ZOLL shall refer to Customer any individual who contacts ZOLL requesting access to, correction of, or with any express wishes, inquiries or complaints about their Personal Information in connection with or otherwise relating to the ZOLL Offerings.
ZOLL shall provide necessary and reasonable information and co-operation to Customer and to any regulatory or other governmental bodies or authorities with jurisdiction or oversight over Applicable Privacy Laws in connection with any investigations, audits or inquiries relating to the processing of Personal Information in connection with the ZOLL Offerings.
ZOLL shall designate and identify to Customer an individual to be accountable for ZOLL’s compliance with this DPA.
ZOLL shall not subcontract, assign or delegate to any third party its obligations with respect to the collection, use, disclosure, storage, or other processing of Personal Information in connection with the Services without: (i) providing prior notice to [obtaining written consent from] the Customer where required by Applicable Privacy Laws; and (ii) obtaining written contractual commitments of such third party substantially the same as those of this DPA.
ZOLL shall comply with Applicable Privacy Laws in providing the ZOLL Offerings.
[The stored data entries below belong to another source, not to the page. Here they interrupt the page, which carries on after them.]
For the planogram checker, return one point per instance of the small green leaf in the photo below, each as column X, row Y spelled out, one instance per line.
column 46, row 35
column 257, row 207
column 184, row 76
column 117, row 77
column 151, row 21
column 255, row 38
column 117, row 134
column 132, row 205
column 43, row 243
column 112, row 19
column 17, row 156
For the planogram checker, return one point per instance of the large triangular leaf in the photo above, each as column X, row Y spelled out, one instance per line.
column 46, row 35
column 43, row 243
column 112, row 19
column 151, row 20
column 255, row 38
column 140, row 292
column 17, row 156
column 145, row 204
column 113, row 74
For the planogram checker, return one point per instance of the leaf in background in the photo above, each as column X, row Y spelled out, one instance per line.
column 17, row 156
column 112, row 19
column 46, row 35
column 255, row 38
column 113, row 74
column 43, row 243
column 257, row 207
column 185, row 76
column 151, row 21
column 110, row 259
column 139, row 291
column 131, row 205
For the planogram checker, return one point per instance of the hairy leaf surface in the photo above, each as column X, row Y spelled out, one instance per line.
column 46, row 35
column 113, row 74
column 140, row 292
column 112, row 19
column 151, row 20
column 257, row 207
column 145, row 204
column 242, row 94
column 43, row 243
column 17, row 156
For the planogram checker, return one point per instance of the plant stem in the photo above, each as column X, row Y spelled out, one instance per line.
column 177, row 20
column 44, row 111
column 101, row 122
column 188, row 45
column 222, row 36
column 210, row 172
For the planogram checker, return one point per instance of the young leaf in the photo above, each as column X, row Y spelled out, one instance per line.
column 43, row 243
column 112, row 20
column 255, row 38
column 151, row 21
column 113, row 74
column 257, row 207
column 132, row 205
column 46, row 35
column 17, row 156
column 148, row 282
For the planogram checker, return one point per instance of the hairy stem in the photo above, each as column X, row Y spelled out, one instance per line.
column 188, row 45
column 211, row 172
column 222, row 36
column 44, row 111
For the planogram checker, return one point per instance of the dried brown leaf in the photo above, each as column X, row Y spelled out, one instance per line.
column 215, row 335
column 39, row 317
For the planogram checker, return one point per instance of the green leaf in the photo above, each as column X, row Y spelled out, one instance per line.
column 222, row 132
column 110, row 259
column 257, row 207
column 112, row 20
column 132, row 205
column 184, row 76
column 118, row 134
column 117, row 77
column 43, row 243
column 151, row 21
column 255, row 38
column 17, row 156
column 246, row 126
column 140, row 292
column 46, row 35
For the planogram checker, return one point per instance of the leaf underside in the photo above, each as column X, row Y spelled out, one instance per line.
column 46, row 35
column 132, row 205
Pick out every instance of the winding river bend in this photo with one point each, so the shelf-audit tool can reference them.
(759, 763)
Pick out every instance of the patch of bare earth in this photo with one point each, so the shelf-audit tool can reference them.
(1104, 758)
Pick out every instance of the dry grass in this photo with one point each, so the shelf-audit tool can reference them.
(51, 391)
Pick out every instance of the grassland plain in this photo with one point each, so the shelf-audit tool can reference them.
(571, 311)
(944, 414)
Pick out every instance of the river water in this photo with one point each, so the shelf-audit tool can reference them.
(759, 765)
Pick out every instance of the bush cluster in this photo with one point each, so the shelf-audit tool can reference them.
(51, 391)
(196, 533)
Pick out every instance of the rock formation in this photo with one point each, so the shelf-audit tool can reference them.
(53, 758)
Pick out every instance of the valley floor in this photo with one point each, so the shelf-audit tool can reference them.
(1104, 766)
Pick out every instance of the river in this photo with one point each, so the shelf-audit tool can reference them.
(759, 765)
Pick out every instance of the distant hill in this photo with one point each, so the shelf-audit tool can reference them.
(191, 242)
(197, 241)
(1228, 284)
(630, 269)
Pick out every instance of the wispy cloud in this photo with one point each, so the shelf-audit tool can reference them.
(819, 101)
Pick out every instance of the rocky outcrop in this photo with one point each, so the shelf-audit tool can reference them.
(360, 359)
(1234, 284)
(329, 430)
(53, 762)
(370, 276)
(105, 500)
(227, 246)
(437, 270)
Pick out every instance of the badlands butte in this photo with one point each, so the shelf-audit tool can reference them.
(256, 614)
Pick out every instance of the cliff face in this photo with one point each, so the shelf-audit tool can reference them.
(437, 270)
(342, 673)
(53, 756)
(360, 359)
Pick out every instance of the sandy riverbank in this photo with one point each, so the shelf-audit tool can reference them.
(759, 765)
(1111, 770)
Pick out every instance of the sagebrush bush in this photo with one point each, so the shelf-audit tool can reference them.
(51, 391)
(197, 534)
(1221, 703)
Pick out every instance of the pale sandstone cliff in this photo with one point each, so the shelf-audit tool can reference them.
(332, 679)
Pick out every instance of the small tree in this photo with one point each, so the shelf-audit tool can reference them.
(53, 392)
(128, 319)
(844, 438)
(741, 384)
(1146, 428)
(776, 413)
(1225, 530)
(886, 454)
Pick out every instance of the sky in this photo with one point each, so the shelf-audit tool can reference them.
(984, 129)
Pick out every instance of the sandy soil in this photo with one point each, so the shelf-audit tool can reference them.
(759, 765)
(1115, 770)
ZOLL shall make available reasonable and necessary information and documentation to Customer to allow Customer to verify ZOLL’s compliance with this DPA.
Customer acknowledges and agrees that ZOLL and its subcontractors may process and store Personal Information outside of Canada, including in the United States.
To the extent of any inconsistency between the terms in this DPA and those of the Agreement as such terms may relate to Personal Information, the terms of this DPA shall prevail. Customer may terminate the Agreement if Customer determines that ZOLL has breached a material term of this DPA. This DPA shall terminate upon termination of the Agreement and once all Personal Information has been returned and destroyed in accordance with section 5.F.